Vor knapp 400 Jahren machte die katholische Kirche Galileo Galilei den Prozess, heute gibt sich das Vatikan-Observatorium alle Mühe, Teil der wissenschaftlichen Gemeinschaft zu sein.

Specola Vaticana, die Sternwarte des Vatikans, ist das Testlabor für die Annäherung der Kirche an die Wissenschaft. Nirgendwo kuscheln Glauben und Wissen so offen wie hier. Die Sternwarte des Papstes ist das einzige Forschungsinstitut des Vatikans. Hier glauben Priester an Relativitätstheorie und Quantenphysik, an Darwins Evolutionstheorie, Plattentektonik und den Urknall. Morgens feiern sie die Messe, tagsüber schreiben sie Fachartikel für "The Astronomical Journal" oder "Astronomy and Astrophysics". Papst und Mond, beten und forschen, in Castel Gandolfo geht beides zusammen.

George Coyne, 73 Jahre alt und Chef der Sternwarte, hält eine kurze Begrüßungsrede zu Beginn der einwöchigen Astro-Konferenz. Er trägt einen fluffigen Wollpullover und ausgetretene Schuhe. Kein Priestergewand. Mit einem Augenzwinkern verspricht er den Forschern: "Wir wollen euch Atheisten nicht bekehren."
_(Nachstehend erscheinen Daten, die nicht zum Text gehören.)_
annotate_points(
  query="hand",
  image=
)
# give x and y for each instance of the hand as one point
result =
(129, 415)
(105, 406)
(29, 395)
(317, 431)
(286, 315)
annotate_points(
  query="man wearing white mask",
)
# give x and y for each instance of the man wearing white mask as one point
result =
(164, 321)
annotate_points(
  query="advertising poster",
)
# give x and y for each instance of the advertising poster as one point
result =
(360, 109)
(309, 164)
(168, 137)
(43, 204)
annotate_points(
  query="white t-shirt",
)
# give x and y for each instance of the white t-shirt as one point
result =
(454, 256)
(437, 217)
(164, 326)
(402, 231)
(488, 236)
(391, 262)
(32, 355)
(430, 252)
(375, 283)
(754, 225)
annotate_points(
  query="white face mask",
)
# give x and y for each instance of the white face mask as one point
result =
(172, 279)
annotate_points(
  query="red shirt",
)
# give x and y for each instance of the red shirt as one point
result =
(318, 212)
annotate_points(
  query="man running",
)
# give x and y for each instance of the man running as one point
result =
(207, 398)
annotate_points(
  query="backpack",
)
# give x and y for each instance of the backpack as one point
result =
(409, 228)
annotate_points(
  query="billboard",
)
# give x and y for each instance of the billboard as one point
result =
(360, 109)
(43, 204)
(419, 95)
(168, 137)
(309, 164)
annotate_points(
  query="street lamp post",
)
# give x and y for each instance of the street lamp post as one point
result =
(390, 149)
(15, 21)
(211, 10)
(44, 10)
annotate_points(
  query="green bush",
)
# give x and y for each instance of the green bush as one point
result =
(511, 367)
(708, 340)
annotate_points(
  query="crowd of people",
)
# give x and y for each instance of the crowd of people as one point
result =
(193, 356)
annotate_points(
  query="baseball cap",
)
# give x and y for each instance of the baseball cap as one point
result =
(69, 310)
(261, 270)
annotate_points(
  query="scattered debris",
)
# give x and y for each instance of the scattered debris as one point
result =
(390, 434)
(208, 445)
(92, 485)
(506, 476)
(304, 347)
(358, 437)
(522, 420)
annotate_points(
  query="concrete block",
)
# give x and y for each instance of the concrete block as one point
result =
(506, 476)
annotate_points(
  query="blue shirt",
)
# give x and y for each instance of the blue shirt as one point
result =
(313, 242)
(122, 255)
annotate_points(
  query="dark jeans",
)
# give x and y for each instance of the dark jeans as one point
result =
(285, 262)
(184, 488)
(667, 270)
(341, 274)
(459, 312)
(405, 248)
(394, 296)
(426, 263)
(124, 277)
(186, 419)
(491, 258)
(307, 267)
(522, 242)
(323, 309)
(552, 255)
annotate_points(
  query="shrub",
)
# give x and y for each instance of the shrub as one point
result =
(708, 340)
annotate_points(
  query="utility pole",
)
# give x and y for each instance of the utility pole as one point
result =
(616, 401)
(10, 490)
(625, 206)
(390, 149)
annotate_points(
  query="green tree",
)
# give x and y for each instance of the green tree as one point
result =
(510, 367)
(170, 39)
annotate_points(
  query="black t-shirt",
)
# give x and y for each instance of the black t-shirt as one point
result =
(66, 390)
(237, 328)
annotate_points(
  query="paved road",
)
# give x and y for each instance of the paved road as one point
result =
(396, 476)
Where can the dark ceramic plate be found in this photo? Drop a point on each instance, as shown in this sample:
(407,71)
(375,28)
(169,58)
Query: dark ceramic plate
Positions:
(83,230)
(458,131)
Das wäre eine Herausforderung. "Ich wundere mich, dass die keine Probleme mit uns haben", sagt Luis Ho von den Carnegie Observatories in Pasadena, Kalifornien, in der Kaffeepause, "religiöser Glaube steht doch schon per Definition im Widerspruch zur Natur." Ein anderer Astronom nippt seinen Kaffee vor einer Tafel mit Bronzegesichtern. "Keine Ahnung, was die gemacht haben", murmelt er. Gregor XIII., Leo XIII. und Pius XI. sind darin eingegossen, Gründer und Förderer der päpstlichen Astronomie. Der Katholizismus ist für die Wissenschaftler auf dieser Konferenz nur mehr Folklore, die man auch getrost ignorieren kann.

Nur dem Münchner Astrophysiker Reinhard Genzel, der das Schwarze Loch im Zentrum unserer Milchstraße erforscht, war etwas mulmig, als er zum ersten Mal durch das schwere Holztor trat. "Da sieht man links oben vor dem inneren Auge die Inquisition." Aber die Konferenz ist gut, und die Astro-Jesuiten respektiert er. "Das sind echte Astronomen." Und wie George Coyne im Vatikan die Fahne der Wissenschaft hochhält, das findet Genzel bewundernswert.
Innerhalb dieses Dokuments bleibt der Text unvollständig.